In Multiomics, Marotta said Azenta has shifted its transformation focus to the segment in 2026 and described the effort as “a structural overhaul.” He announced that Trey Martin has joined as President of the Multiomics business to lead the transformation. Marotta said Martin will focus on initiatives including optimizing the site and laboratory footprint, strengthening commercial excellence and pipeline conversion, accelerating Azenta Business System deployment, and advancing the technology strategy.

Lin also disclosed a significant non-cash impairment recorded during the quarter: $112.4 million for Multiomics and $36.6 million for Sample Management Solutions, which he said was driven by factors including a sustained decline in the company’s stock price, a decreased near-term outlook, and macroeconomic and geopolitical uncertainty. Lin also noted an additional $6 million non-cash loss related to assets held for sale tied to B Medical Systems, which remains classified as discontinued operations.

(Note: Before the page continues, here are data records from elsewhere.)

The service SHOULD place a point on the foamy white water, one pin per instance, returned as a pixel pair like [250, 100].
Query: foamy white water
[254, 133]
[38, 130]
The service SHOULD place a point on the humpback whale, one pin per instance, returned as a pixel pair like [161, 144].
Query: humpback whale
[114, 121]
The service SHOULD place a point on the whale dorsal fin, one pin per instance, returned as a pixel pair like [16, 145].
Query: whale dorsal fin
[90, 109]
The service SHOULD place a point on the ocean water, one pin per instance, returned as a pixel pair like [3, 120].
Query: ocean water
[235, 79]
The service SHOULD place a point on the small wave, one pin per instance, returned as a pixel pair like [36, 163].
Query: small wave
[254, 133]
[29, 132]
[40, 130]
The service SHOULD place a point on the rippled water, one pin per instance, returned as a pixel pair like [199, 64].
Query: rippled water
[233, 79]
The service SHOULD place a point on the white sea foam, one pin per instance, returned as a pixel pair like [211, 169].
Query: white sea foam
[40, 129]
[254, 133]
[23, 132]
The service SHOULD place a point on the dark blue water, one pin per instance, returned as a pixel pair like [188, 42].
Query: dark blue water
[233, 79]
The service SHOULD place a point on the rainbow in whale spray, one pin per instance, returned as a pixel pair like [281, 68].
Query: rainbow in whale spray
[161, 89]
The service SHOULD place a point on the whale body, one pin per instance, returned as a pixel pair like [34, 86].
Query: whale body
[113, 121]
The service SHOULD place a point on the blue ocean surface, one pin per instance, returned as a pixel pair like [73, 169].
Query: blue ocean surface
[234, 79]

Management lowered its fiscal 2026 outlook. Marotta said the company is taking a cautious approach given less predictable order conversion and continued variability in life sciences funding and customer capital deployment. Lin said Azenta now expects:

Reported revenue of approximately $603 million to $621 million, including UK Biocentre

Organic revenue ranging from down ~2% to up ~1% year over year (down from prior guidance of 3% to 5% growth)

Adjusted EBITDA margin ranging from down ~125 bps to flat year over year (versus prior expectations of ~300 bps expansion, excluding UK Biocentre)

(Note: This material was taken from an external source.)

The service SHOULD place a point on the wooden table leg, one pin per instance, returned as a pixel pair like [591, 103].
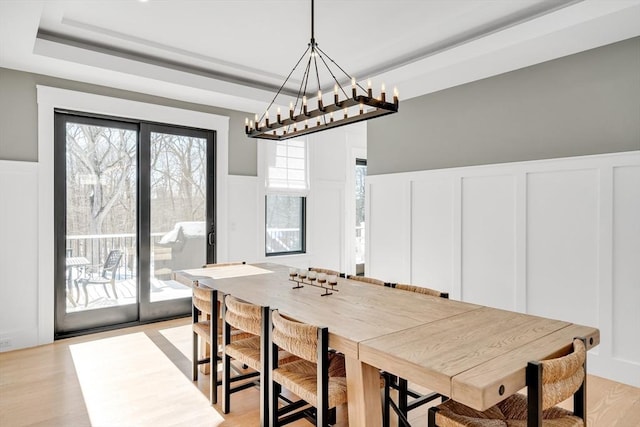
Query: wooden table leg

Free cash flow expected to improve ~10% to 15% year over year (versus prior expectations of ~30% improvement)

At the segment level, Lin said Azenta now expects SMS to grow low single digits organically (down from mid-single digits) and Multiomics to decline mid-single digits (down from low single-digit growth previously). For the second half, Lin said the company expects organic revenue growth in the low single digits in fiscal Q3, followed by a low single-digit decline in fiscal Q4 due in part to a tough comparison against a record quarter in fiscal Q4 2025. He also said adjusted EBITDA margins are expected to improve sequentially, reaching the low double-digit range in Q3 and stepping up more meaningfully in Q4.

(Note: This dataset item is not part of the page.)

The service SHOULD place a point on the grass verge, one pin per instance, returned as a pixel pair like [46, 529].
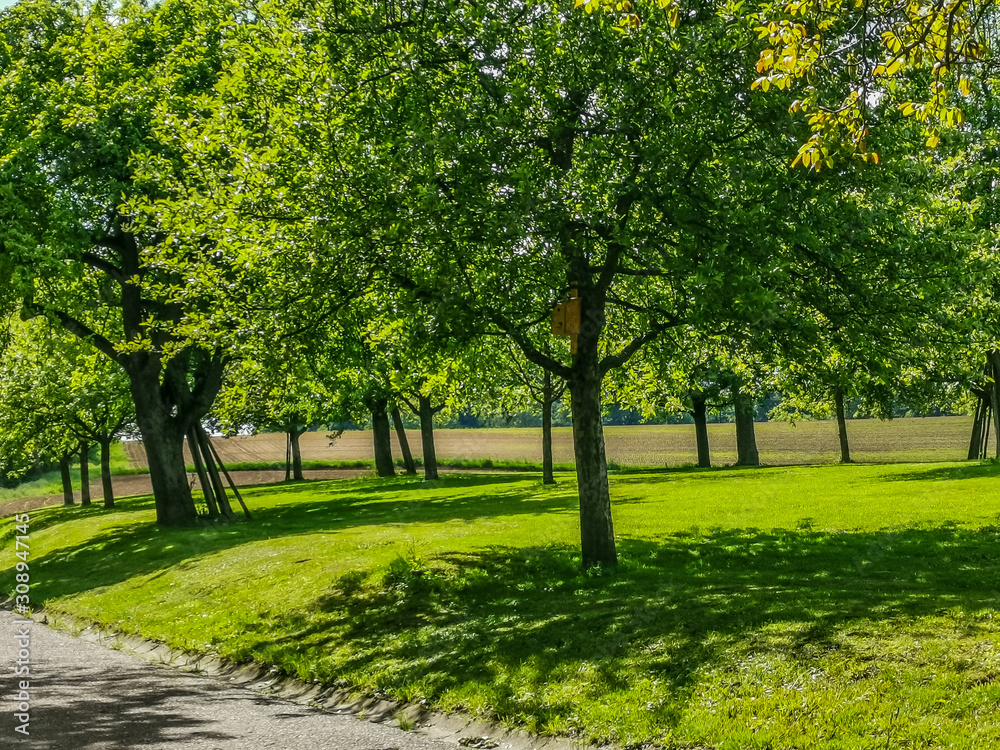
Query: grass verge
[810, 607]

Marotta said the company is pushing out its long-range plan timeline by one year, from 2028 to 2029, while keeping the same financial targets. He said the shift reflects the current-year guidance reset and reiterated confidence in strategic priorities including scaling biorepositories, advancing gene synthesis technology, and innovating in automated solutions.

On capital allocation, Marotta said the framework remains unchanged, with priorities including productivity and gross margin improvement, organic growth investments, disciplined M&A, and returning capital to shareholders when appropriate. He also said integration of the UK Biocentre Limited acquisition is progressing as planned. Regarding the previously announced B Medical transaction, Marotta said the counterparty had not secured required financing by the expected closing date, and the company is evaluating paths forward while receiving weekly updates; Lin said any need to reconsolidate would be assessed at the next quarter point, June 30.

Azenta, Inc (NASDAQ: AZTA) is a life sciences technology company specializing in sample management, cryogenic storage and genomic services for research and clinical applications. Formerly the Life Sciences division of Brooks Automation, Azenta provides integrated solutions that enable customers to store, track and analyze biological samples with high levels of automation, data integrity and efficiency. Its offerings span automated storage systems, biorepository management software and end‐to‐end sample tracking workflows.

In addition to hardware and informatics platforms for sample storage, Azenta's Genomics business delivers next‐generation sequencing (NGS), DNA synthesis, and molecular biology services.